Il senso del Natale, sottolinea il Pontefice, è proprio questo: vivere lo stupore, ma non quello limitato ad un’emozione superficiale o legato alla frenesia consumistica”:
Se il Natale si riduce a questo, nulla cambia: domani sarà uguale a ieri, l’anno prossimo sarà come quello passato, e così via. Vorrebbe dire riscaldarsi per pochi istanti ad un fuoco di paglia, e non invece esporsi con tutto il nostro essere alla forza dell’Avvenimento, non cogliere il centro del mistero della nascita di Cristo.

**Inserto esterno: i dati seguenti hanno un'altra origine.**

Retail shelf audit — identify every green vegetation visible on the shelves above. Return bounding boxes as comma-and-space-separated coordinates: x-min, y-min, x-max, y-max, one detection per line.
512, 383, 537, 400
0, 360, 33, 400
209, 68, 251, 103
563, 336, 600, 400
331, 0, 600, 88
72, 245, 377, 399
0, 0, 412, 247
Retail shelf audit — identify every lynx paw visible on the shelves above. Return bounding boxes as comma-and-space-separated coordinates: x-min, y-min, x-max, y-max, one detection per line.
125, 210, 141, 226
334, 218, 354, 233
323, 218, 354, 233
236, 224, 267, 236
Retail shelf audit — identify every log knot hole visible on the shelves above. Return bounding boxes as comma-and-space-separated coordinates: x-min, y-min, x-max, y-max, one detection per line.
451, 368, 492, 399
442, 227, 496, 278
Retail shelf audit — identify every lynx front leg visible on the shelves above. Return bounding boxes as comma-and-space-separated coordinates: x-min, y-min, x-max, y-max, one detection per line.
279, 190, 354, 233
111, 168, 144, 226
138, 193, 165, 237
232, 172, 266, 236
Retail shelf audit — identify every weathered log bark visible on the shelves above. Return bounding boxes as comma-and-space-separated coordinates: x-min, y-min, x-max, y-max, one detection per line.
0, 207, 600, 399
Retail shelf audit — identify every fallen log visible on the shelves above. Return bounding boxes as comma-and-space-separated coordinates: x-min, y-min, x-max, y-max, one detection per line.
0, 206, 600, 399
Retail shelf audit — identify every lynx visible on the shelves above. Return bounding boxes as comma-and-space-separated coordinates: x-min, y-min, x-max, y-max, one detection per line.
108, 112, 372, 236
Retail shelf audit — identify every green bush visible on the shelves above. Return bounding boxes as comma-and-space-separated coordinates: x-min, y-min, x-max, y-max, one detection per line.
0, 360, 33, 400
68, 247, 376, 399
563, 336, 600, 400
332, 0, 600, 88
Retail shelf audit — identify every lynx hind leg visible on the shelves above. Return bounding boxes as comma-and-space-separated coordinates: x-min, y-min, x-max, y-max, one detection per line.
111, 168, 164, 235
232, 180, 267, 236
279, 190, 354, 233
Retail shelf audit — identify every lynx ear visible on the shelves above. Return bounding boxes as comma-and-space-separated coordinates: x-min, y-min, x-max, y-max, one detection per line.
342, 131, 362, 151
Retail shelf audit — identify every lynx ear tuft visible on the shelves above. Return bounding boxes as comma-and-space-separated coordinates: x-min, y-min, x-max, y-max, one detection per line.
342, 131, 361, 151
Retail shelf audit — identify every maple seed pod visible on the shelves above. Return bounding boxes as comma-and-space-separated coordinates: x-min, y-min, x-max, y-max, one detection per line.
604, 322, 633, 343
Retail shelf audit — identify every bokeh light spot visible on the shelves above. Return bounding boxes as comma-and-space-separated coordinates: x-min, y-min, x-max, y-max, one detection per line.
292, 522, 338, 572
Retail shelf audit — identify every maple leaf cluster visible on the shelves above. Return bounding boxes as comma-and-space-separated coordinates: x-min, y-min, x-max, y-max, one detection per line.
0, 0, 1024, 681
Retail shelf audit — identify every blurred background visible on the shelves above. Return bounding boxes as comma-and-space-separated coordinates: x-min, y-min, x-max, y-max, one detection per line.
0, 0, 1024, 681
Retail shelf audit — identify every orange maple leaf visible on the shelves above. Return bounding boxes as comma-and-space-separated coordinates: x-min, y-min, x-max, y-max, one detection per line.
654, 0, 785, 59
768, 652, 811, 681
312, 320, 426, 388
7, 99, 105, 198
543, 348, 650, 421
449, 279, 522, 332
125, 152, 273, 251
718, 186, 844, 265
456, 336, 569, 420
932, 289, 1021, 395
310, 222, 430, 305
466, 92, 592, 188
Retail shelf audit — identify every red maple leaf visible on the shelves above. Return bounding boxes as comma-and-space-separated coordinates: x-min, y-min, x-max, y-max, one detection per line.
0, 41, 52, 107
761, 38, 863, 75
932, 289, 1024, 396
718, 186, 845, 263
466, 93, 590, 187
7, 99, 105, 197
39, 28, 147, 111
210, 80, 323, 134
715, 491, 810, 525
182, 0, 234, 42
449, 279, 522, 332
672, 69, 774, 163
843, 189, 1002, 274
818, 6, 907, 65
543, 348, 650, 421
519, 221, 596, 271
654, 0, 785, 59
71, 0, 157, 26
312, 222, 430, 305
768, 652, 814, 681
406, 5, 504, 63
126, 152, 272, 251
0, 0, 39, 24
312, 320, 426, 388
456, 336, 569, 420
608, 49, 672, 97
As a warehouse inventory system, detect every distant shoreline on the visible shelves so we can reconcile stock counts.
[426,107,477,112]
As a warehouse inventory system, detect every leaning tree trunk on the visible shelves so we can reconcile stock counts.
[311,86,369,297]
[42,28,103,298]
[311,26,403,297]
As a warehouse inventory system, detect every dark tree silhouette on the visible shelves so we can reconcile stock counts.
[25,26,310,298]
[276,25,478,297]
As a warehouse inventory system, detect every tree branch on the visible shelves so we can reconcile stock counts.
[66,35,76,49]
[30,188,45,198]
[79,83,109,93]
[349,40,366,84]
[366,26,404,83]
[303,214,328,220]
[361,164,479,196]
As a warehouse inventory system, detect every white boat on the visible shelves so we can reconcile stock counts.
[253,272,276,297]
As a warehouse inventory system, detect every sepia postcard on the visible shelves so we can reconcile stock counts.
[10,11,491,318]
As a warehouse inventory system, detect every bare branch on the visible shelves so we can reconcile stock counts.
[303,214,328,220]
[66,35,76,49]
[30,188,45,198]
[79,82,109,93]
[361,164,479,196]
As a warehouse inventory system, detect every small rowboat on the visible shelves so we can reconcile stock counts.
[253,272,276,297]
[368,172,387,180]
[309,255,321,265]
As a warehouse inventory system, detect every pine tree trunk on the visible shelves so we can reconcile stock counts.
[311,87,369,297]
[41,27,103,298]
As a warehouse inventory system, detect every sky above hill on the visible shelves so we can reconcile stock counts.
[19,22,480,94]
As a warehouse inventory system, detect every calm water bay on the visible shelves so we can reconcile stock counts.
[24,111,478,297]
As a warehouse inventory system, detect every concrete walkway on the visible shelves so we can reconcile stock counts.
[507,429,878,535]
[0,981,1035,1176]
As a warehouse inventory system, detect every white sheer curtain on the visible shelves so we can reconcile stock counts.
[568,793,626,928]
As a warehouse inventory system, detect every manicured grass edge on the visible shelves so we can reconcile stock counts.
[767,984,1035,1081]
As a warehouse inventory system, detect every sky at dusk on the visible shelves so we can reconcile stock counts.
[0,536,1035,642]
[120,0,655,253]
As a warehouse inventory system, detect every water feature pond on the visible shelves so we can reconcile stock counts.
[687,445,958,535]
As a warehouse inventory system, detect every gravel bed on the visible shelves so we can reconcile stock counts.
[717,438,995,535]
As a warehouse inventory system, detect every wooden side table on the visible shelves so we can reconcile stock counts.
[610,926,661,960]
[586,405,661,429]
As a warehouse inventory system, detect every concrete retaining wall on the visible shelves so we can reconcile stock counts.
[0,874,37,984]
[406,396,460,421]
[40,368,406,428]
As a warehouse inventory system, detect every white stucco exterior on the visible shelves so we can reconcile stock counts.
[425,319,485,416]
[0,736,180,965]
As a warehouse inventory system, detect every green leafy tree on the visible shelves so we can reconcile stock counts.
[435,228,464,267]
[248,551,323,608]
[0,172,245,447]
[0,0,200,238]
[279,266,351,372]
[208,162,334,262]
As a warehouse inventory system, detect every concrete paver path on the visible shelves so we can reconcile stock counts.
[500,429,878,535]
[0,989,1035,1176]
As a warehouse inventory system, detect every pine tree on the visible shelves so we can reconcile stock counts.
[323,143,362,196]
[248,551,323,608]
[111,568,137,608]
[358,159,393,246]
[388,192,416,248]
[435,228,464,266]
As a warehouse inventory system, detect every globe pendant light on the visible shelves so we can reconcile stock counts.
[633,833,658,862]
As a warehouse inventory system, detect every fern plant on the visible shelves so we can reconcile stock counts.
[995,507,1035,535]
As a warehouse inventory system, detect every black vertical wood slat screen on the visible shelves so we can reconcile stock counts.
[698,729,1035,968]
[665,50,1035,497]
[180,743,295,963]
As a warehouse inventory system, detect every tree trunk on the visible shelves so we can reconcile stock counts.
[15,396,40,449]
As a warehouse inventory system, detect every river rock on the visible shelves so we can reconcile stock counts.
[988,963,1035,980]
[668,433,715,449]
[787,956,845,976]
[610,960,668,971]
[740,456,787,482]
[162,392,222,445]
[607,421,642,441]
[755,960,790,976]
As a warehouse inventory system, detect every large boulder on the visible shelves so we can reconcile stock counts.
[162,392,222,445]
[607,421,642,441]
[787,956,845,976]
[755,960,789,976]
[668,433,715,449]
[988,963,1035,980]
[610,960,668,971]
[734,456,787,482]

Ciò che occorre, invece, spiega Francesco, è avere il cuore “colmo di stupore, ma senza ombra di romanticismi, di sdolcinatezze, di spiritualismi”, così da essere come Maria, “la prima testimone, la più grande perché la più umile”:
La Madre ci riporta alla realtà, alla verità del Natale, che è racchiusa in quelle tre parole di San Paolo: «nato da donna» (Gal 4,4). Lo stupore cristiano non trae origine da effetti speciali, da mondi fantastici, ma dal mistero della realtà: non c’è nulla di più meraviglioso e stupefacente della realtà! Un fiore, una zolla di terra, una storia di vita, un incontro… Il volto rugoso di un vecchio e il viso appena sbocciato di un bimbo. Una mamma che tiene in braccio il suo bambino e lo allatta. Il mistero traspare lì.
Lo stupore di Maria è colmo di gratitudine, continua il Papa, e questo atteggiamento può guidare il mondo, anche nel difficile contesto della pandemia, in cui si è passati dalla “tentazione del ‘si salvi chi può’ al senso di responsabilità”:
Veramente possiamo e dobbiamo dire “grazie a Dio”, perché la scelta della responsabilità solidale non viene dal mondo: viene da Dio; anzi, viene da Gesù Cristo, che ha impresso una volta per sempre nella nostra storia la “rotta” della sua vocazione originaria: essere tutti sorelle e fratelli, figli dell’unico Padre.
Poi, lo sguardo di Francesco, vescovo di Roma, va alla Città eterna che “porta scritta nel cuore” e custodisce in sé un’apertura universale” che deriva “dalla sua storia, dalla sua cultura, dal Vangelo” radicato nel “sangue dei martiri”. Ma Roma – afferma mentre ad ascoltarlo è presente in Basilica anche il sindaco della capitale Gualtieri – non deve essere “accogliente e fraterna” solo a parole, bensì anche nei fatti, dando attenzione quotidiana alle famiglie, ai disabili, agli utenti del traporto pubblico, a chi vive nelle periferie, a chi ha bisogno dei servizi sociali. Una città che guarda ad ognuno dei suoi figli, dei suoi abitanti, dei suoi ospiti:
Roma è una città meravigliosa, che non finisce di incantare; ma per chi ci vive è anche una città faticosa, purtroppo non sempre dignitosa per i cittadini e per gli ospiti, una città che a volte scarta. L’auspicio allora è che tutti, chi vi abita e chi vi soggiorna per lavoro, pellegrinaggio o turismo, tutti possano apprezzarla sempre più per la cura dell’accoglienza, della dignità della vita, della casa comune, dei più fragili e vulnerabili. Che ognuno possa stupirsi scoprendo in questa città una bellezza che direi “coerente”, e che suscita gratitudine. Questo è il mio augurio per questo anno.
L’omelia del Pontefice si conclude con un invito alla speranza, quella che “non delude”, perché deriva dal seguire Gesù e dall’avere fiducia in Lui, Lui che “dà pienezza al tempo, dà senso alle opere e ai giorni”, ai momenti dolorosi e a quelli lieti.